Though no WMDs have been used, that may already be beginning to happen.
Soon after the 9/11 attacks, the National Security Agency began wiretapping calls from the United States to foreigners that might have al-Qaeda connections. This is entirely logical - however, it was done without warrants, an act which violates the Fourth Amendment to the Constitution, along with the 1974 Privacy Act and the 1978 Foreign Intelligence Surveillance Act (which established a special court to get legal warrants for this sort of thing).
Defenders of this behavior typically say things like "we're at war" and "those who aren't terrorism suspects have nothing to fear." However, the Constitution is the supreme law of the land, and that law is being violated.
Furthermore, the number of people whose calls have been wiretapped has mushroomed into thousands, indicating that this has grown far beyond monitoring suspicious calls to mysterious men in the Middle East.
According to Reagan-era Assistant Secretary of the Treasury Paul Craig Roberts, the nature of this surveillance has grown political.
In his Feb. 6, 2006 article "My Epiphany: Who Will Save America?" Roberts makes this disturbing accusation.
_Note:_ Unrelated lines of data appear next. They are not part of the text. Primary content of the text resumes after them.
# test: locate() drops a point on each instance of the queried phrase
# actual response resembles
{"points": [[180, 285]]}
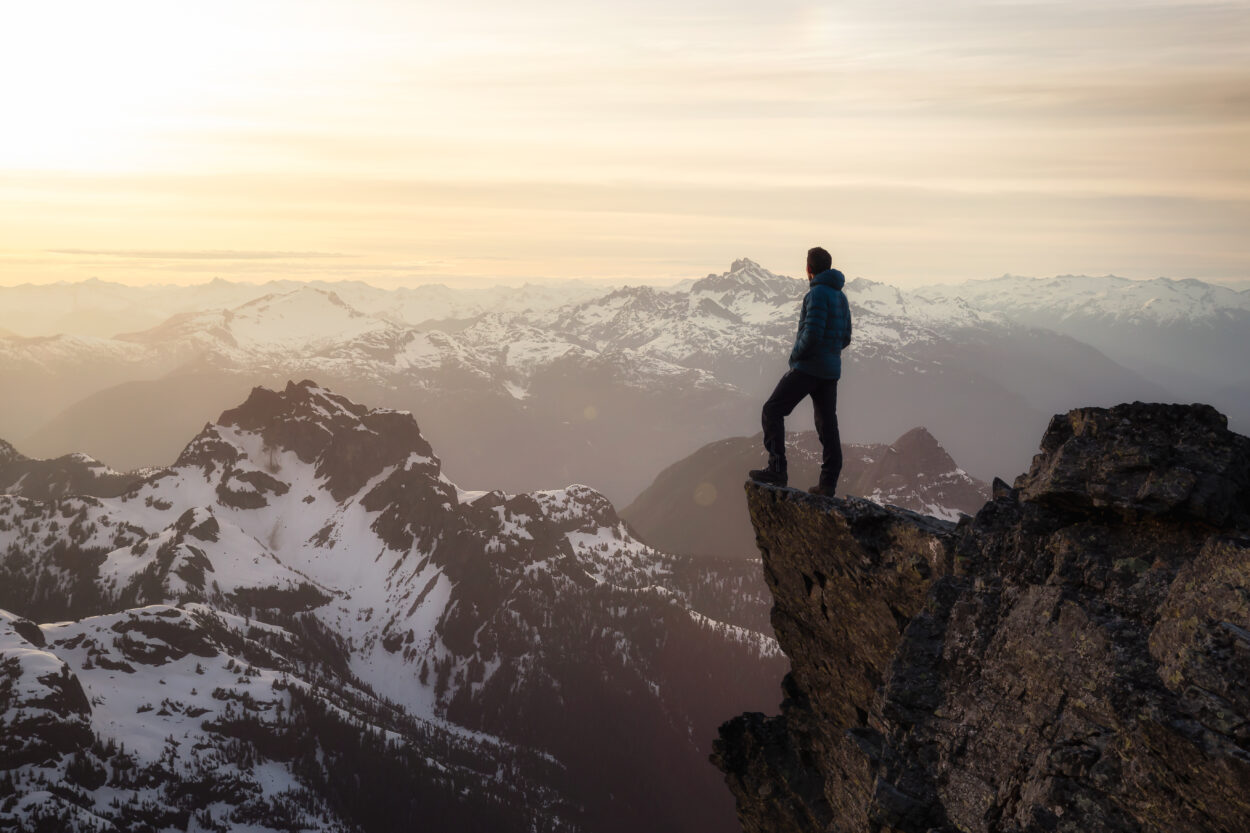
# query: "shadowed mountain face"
{"points": [[334, 636], [65, 475], [698, 507], [578, 377], [1071, 659]]}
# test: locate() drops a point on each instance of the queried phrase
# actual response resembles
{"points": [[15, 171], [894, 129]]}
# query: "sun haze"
{"points": [[411, 141]]}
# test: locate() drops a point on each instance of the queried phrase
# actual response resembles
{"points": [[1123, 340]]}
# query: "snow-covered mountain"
{"points": [[698, 507], [1186, 333], [304, 597], [631, 379], [70, 474], [103, 309]]}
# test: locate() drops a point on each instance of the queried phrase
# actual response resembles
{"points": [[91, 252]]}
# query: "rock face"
{"points": [[1074, 658], [696, 505]]}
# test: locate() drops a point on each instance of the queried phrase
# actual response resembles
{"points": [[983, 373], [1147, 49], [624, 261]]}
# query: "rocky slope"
{"points": [[696, 505], [303, 624], [655, 370], [1074, 658], [70, 474]]}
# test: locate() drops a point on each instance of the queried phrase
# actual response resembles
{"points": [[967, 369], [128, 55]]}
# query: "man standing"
{"points": [[815, 367]]}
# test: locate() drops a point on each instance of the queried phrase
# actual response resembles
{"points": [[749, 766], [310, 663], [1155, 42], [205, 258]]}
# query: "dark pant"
{"points": [[790, 390]]}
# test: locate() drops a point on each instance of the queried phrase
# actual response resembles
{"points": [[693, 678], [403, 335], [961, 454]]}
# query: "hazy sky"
{"points": [[408, 141]]}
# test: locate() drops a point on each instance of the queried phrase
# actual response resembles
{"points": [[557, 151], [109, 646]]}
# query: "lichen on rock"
{"points": [[1074, 658]]}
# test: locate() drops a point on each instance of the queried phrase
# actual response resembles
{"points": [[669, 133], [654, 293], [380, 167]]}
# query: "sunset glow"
{"points": [[405, 143]]}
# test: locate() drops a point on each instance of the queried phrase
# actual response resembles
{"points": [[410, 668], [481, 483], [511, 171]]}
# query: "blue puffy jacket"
{"points": [[824, 328]]}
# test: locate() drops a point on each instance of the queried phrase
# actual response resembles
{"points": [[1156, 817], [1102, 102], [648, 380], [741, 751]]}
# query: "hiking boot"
{"points": [[768, 475]]}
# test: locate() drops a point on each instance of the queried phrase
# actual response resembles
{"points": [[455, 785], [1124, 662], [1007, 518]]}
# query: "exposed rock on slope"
{"points": [[696, 505], [1073, 659], [315, 603]]}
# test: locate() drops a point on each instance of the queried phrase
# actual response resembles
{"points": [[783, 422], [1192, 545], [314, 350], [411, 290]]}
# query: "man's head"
{"points": [[818, 262]]}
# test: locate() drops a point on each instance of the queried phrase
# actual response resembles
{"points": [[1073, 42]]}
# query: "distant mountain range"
{"points": [[698, 505], [541, 385], [304, 624]]}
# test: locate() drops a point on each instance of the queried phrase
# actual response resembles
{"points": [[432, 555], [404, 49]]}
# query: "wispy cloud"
{"points": [[224, 254]]}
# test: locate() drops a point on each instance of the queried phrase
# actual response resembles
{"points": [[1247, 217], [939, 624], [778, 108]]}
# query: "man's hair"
{"points": [[819, 260]]}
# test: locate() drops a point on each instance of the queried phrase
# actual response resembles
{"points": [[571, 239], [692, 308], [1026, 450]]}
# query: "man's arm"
{"points": [[844, 310]]}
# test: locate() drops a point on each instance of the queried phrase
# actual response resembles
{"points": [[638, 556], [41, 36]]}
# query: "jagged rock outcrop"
{"points": [[1074, 658]]}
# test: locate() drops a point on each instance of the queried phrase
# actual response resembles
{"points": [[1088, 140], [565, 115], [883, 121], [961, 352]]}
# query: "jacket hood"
{"points": [[829, 278]]}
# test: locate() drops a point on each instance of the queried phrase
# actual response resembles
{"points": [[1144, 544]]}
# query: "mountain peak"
{"points": [[9, 454], [745, 274], [349, 443]]}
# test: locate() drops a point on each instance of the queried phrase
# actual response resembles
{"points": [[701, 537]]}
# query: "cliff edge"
{"points": [[1074, 658]]}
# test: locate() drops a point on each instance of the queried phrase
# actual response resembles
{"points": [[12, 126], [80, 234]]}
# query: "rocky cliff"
{"points": [[1074, 658]]}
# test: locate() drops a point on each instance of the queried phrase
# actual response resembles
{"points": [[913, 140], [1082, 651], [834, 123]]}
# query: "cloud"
{"points": [[216, 254]]}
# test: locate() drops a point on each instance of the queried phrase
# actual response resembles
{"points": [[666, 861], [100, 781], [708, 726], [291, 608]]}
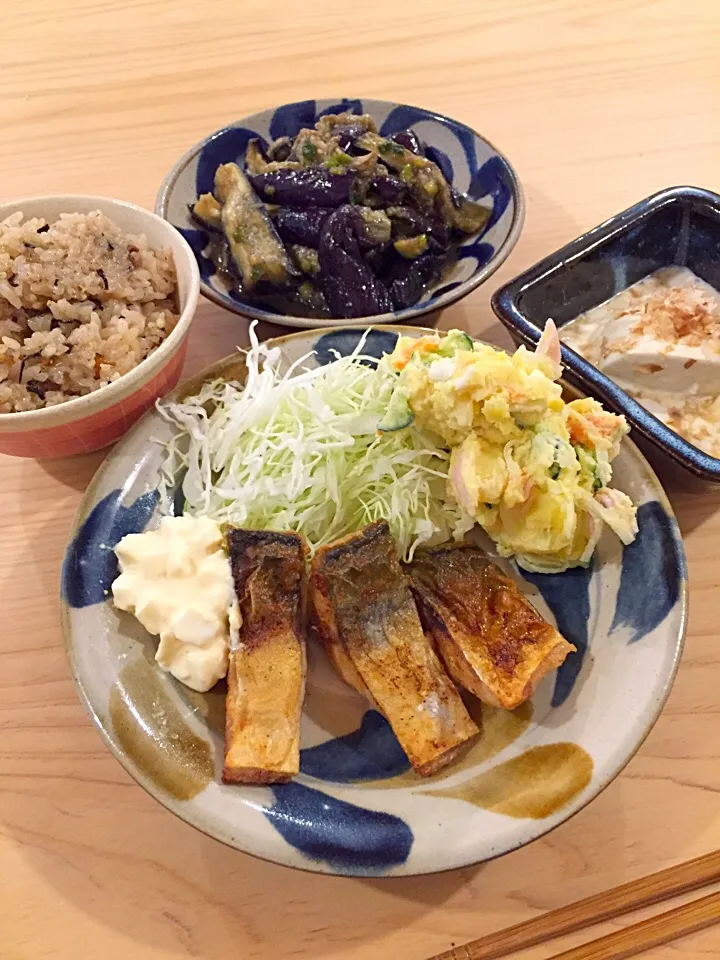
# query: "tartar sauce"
{"points": [[176, 580]]}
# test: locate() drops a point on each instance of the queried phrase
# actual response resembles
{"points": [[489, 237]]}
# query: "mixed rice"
{"points": [[81, 304]]}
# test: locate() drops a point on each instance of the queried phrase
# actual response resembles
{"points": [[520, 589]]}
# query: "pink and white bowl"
{"points": [[98, 419]]}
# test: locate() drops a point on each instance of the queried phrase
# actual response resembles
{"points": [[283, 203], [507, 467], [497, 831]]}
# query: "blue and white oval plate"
{"points": [[468, 161], [356, 808]]}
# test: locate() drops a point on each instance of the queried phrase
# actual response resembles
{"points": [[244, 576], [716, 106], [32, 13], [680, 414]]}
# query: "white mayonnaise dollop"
{"points": [[176, 580]]}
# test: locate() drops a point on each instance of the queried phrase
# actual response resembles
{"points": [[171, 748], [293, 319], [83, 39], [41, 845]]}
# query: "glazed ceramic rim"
{"points": [[129, 382], [186, 813], [417, 310]]}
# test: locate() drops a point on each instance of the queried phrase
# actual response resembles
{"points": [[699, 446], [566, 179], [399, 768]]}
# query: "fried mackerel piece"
{"points": [[491, 639], [364, 612], [266, 674]]}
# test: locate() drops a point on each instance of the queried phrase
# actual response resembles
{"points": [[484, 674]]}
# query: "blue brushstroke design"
{"points": [[439, 157], [345, 106], [378, 343], [404, 116], [292, 117], [371, 752], [447, 288], [568, 596], [653, 566], [90, 565], [492, 179], [227, 146], [350, 839], [479, 250], [198, 241]]}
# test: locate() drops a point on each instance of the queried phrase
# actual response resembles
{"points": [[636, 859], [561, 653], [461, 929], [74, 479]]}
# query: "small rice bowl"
{"points": [[81, 304]]}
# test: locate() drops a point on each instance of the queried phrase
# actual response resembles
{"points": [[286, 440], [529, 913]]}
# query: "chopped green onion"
{"points": [[309, 151]]}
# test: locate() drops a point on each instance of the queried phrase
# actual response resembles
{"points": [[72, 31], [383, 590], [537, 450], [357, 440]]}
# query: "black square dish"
{"points": [[679, 226]]}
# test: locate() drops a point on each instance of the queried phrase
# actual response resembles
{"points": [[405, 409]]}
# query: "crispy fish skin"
{"points": [[266, 674], [491, 639], [372, 631]]}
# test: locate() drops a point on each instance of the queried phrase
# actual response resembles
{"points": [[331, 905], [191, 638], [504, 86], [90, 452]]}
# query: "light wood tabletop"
{"points": [[597, 105]]}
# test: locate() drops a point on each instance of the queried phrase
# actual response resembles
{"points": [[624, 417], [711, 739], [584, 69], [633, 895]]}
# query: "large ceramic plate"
{"points": [[356, 808]]}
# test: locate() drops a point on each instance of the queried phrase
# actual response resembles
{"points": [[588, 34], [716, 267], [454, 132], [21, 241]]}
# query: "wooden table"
{"points": [[597, 105]]}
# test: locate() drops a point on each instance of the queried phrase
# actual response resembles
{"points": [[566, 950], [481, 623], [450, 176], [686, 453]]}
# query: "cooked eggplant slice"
{"points": [[254, 243], [374, 226], [208, 211], [255, 159], [389, 189], [301, 226], [351, 288], [305, 259], [310, 187], [406, 222], [280, 149], [328, 125], [410, 141], [409, 278]]}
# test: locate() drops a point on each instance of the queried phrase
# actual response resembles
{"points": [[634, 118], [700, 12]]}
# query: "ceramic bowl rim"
{"points": [[105, 397], [505, 306], [176, 807], [400, 316]]}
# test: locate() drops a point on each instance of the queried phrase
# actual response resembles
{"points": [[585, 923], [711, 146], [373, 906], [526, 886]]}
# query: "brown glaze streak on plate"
{"points": [[498, 729], [152, 732], [534, 785]]}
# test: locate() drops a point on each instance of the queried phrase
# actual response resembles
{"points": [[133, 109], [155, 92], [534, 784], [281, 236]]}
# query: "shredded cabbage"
{"points": [[299, 450]]}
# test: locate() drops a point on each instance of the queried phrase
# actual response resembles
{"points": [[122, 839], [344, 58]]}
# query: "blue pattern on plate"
{"points": [[90, 564], [568, 596], [378, 343], [481, 251], [404, 117], [350, 839], [345, 106], [492, 180], [653, 567], [371, 752], [229, 145]]}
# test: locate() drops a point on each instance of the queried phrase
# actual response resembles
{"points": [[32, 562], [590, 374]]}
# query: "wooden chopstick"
{"points": [[660, 929], [643, 892]]}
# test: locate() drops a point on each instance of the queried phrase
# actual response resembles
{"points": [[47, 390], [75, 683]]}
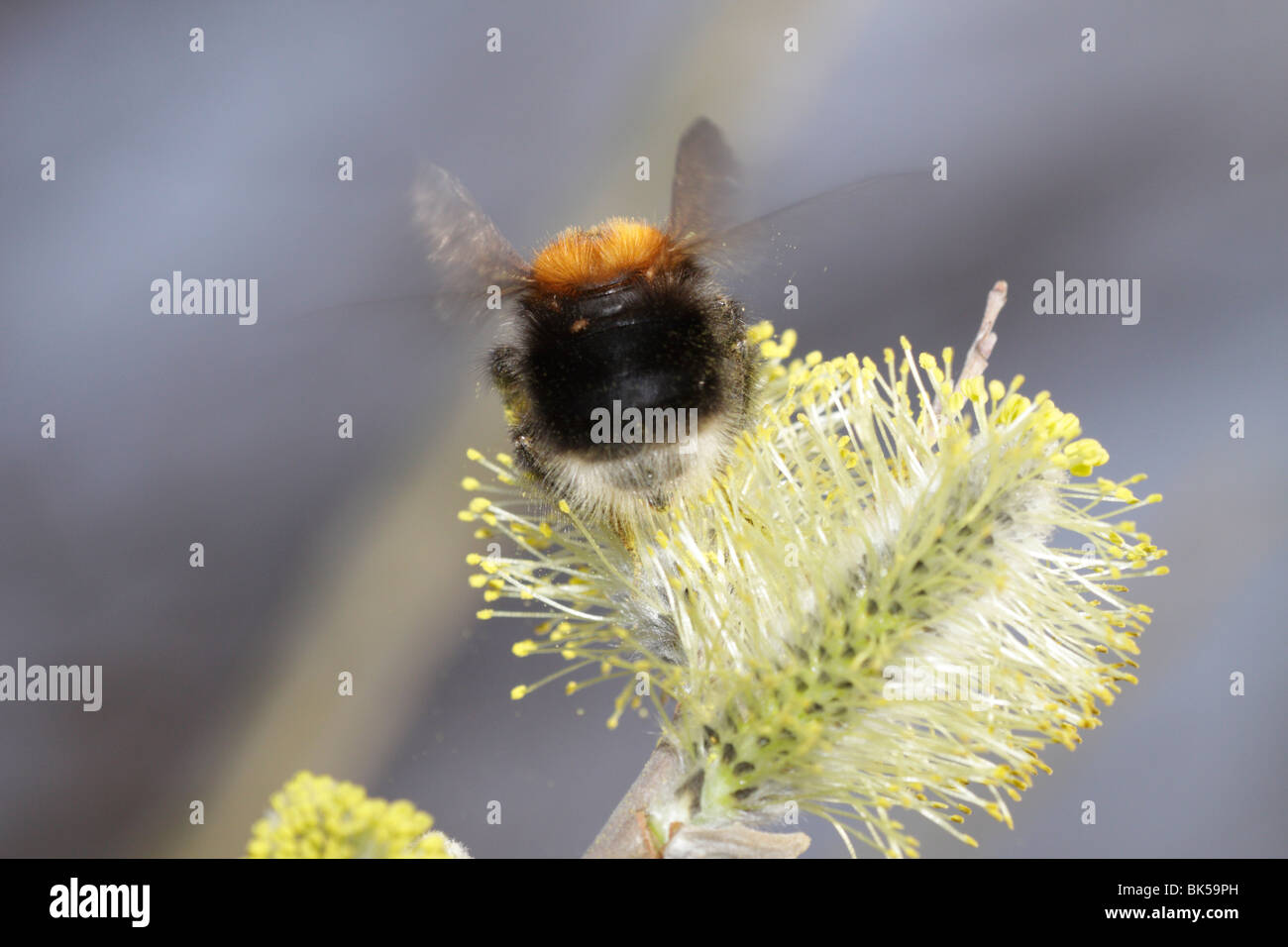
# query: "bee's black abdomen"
{"points": [[670, 344]]}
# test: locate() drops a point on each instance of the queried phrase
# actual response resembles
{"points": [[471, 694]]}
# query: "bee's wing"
{"points": [[706, 183], [747, 244], [465, 250]]}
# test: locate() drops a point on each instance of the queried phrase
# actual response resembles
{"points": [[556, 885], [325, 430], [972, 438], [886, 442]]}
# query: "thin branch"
{"points": [[980, 350], [627, 834]]}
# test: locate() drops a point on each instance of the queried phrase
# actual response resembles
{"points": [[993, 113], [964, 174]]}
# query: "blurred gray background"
{"points": [[326, 556]]}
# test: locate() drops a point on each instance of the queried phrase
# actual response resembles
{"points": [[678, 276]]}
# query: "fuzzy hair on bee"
{"points": [[622, 367]]}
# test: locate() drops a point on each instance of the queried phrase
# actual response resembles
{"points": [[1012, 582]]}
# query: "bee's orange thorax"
{"points": [[617, 248]]}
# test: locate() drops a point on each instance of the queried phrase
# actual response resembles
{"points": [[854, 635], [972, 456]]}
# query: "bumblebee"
{"points": [[622, 365]]}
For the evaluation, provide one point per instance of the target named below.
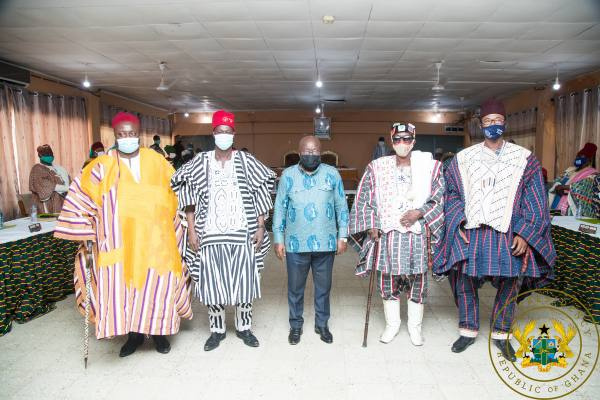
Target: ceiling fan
(437, 86)
(162, 87)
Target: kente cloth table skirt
(35, 272)
(577, 269)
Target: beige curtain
(28, 120)
(521, 127)
(577, 122)
(61, 122)
(8, 166)
(149, 126)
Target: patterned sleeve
(281, 205)
(364, 210)
(450, 244)
(433, 209)
(79, 215)
(341, 207)
(532, 223)
(261, 182)
(186, 182)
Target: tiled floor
(42, 359)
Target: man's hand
(280, 250)
(258, 237)
(463, 234)
(374, 234)
(342, 247)
(519, 246)
(410, 217)
(562, 189)
(193, 241)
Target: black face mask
(310, 162)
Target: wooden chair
(330, 157)
(25, 201)
(291, 158)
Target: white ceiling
(252, 55)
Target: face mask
(403, 149)
(224, 140)
(47, 159)
(493, 131)
(580, 160)
(128, 145)
(310, 162)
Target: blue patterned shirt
(310, 210)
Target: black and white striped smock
(226, 268)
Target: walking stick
(88, 288)
(370, 295)
(429, 251)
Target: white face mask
(224, 140)
(128, 145)
(403, 149)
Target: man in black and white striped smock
(226, 197)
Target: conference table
(36, 270)
(577, 264)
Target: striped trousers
(391, 286)
(465, 289)
(243, 317)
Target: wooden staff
(429, 250)
(88, 288)
(370, 295)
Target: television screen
(322, 127)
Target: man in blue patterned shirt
(310, 227)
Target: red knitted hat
(223, 117)
(492, 106)
(589, 150)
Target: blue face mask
(493, 131)
(128, 145)
(580, 160)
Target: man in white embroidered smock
(399, 199)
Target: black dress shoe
(248, 337)
(134, 340)
(462, 343)
(326, 336)
(213, 341)
(162, 344)
(506, 348)
(294, 336)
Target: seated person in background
(573, 191)
(188, 153)
(170, 153)
(96, 150)
(48, 183)
(156, 146)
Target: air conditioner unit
(453, 129)
(15, 75)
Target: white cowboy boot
(415, 318)
(391, 310)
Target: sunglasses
(404, 139)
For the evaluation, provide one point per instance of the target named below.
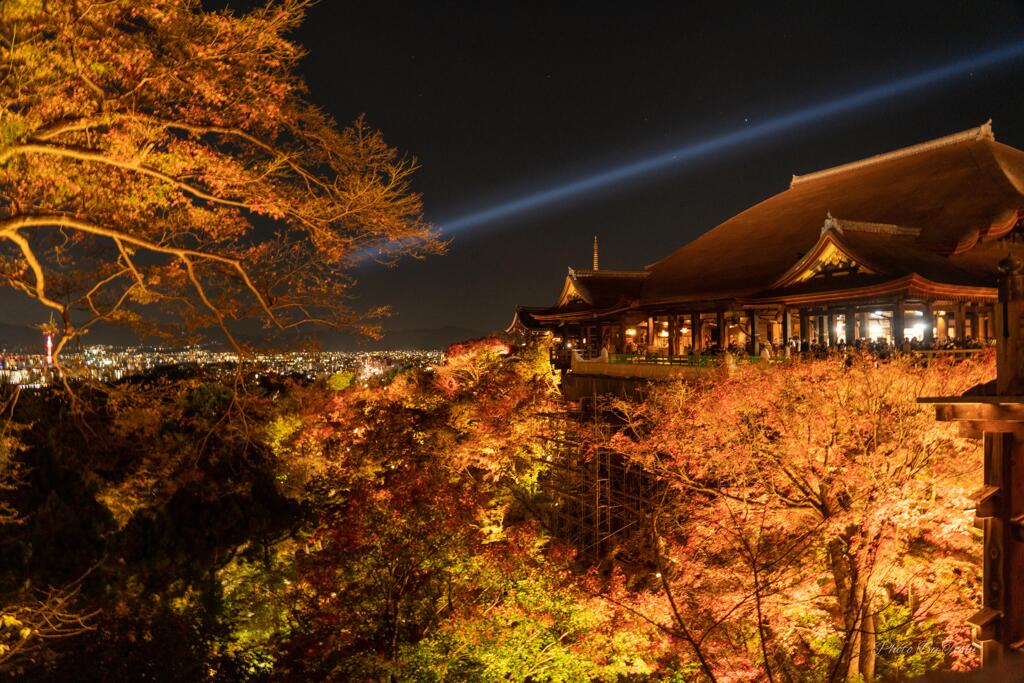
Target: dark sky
(501, 98)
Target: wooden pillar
(929, 322)
(754, 333)
(1009, 322)
(695, 332)
(898, 323)
(673, 334)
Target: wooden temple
(895, 247)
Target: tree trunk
(856, 621)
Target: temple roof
(937, 199)
(602, 288)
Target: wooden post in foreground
(995, 414)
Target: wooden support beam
(754, 333)
(695, 332)
(673, 336)
(898, 324)
(928, 319)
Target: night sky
(500, 99)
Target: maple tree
(818, 518)
(161, 168)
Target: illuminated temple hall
(895, 247)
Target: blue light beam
(723, 141)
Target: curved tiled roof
(957, 190)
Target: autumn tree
(818, 514)
(162, 168)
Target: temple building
(895, 247)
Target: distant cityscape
(111, 364)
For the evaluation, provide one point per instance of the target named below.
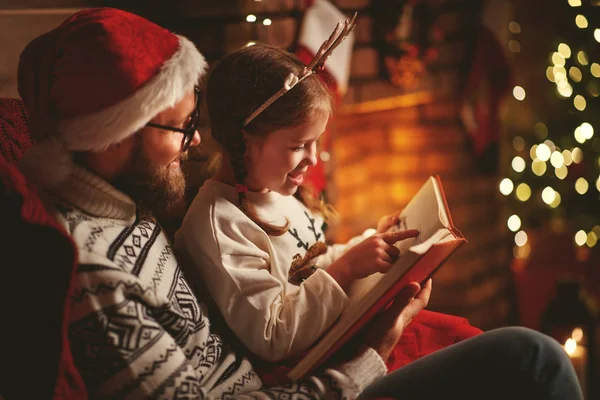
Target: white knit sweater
(137, 330)
(247, 272)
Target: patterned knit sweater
(136, 329)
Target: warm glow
(521, 238)
(518, 143)
(523, 192)
(570, 346)
(579, 102)
(579, 135)
(514, 27)
(581, 186)
(506, 186)
(548, 195)
(565, 91)
(568, 157)
(575, 74)
(557, 199)
(582, 58)
(580, 238)
(587, 130)
(592, 239)
(557, 160)
(538, 167)
(532, 152)
(558, 59)
(518, 164)
(577, 334)
(550, 74)
(577, 155)
(561, 172)
(514, 223)
(581, 21)
(564, 50)
(519, 93)
(543, 152)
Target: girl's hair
(241, 82)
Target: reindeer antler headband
(341, 32)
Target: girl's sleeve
(335, 251)
(272, 318)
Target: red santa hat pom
(95, 80)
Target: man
(113, 109)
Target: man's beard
(156, 188)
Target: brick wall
(385, 140)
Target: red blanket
(426, 333)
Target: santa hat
(95, 80)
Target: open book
(419, 258)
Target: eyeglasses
(191, 127)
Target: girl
(253, 232)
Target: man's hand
(385, 331)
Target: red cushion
(38, 260)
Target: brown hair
(242, 81)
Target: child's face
(279, 161)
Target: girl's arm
(272, 318)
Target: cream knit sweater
(137, 330)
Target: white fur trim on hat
(47, 163)
(98, 130)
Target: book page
(423, 213)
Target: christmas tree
(553, 174)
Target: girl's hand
(376, 253)
(385, 331)
(386, 222)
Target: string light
(580, 238)
(518, 164)
(514, 223)
(582, 58)
(561, 172)
(577, 155)
(581, 186)
(523, 192)
(592, 239)
(581, 21)
(564, 50)
(575, 74)
(579, 102)
(506, 186)
(538, 167)
(557, 160)
(548, 195)
(519, 93)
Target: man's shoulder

"The years of illegal spying have given the
Bush administration power over the media and the opposition. Journalists and Democratic politicians don't want to have their adulterous affairs broadcast over television or to see their favorite online porn sites revealed in headlines in the local press with their names attached."
Though he did not provide evidence for his claims, it is hard to write off Mr. Roberts, who also served as a Senior Research Fellow at the Hoover Institution and a well-known investigative journalist as a weirdo wearing a tin-foil hat.
Unconstitutional surveillance is not the only problem.
Though he recently has been transferred to civilian custody and charged with various felonies, U.S. citizen Jose Padilla was held for three years in a military prison as an "enemy combatant." The Sixth Amendment to the Constitution guarantees the right to a speedy trial; the Constitution was certainly violated in this case, since Padilla was held without charges for years and transferred to civilian custody only in a bid to avert a Supreme Court ruling on his status.
And what has been the reaction of the general public? Not much. This greatly resembles the situation of the British people in "V for Vendetta," who remained apathetic until it was too late to stop the loss of their freedom.
- Matt Quinn is a junior from Marietta studying journalism.